The Google AI Tensorflow team introduced various pose estimation models in the past couple of years with a variety of model architectures: Posenet, MoveNet Model and Blazepose. All these models have various variants of model architectures.
Blazepose model is offered by MediaPipe and it infers 33 key points of a human body (in 2D space and 3D space versions) where PoseNet and MoveNet infer 17 key points in 2D space. MoveNet is considered the new generation version of PoseNet. All 3 models are available on Tensorflow Hub in several runtime formats such as Tensorflow Javascript (TF.js), TFLite and Coral (Edge TPU).
TFLite model format allows us to deploy ML models in mobile and IoT devices and run on-device inference. TensorFlow Lite is a lightweight version (around 1MB binary vs >1GB for a full Tensorflow install) of TensorFlow designed for mobile and embedded devices. TensorFlow Lite models are 5-10x compressed versions of full TF models. TFLite models usually measure in 10s of MB vs 100s of MB for the original models. The compression is done via techniques such as quantization, which converts 32-bit parameter data into 8-bit representations.

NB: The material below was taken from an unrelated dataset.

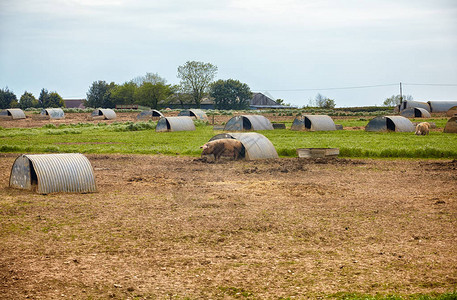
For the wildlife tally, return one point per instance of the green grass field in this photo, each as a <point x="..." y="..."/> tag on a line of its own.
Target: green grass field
<point x="141" y="138"/>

Until recently it was not possible to train a model directly with TensorFlow Lite. We had to first train a model with TensorFlow/Keras, then save the trained model, convert it to a TFLite model using TensorFlow Lite converter and then deploy it on an edge device.
In 2020 the TensorFlow team introduced TensorFlow Lite Model Maker that enables us to train certain types of models on-device with custom datasets. It uses a transfer learning approach to reduce the required amount of training data and shorten the training time.
Tensorflow Lite enables us to deploy models on devices with CPU only as well as devices with support for Edge TPU. Edge TPU provides a specific set of neural network operations and architectures and it is capable of executing deep neural networks about 10x faster than a CPU. It supports only TensorFlow Lite models that are fully 8-bit quantized and then compiled specifically for the Edge TPU.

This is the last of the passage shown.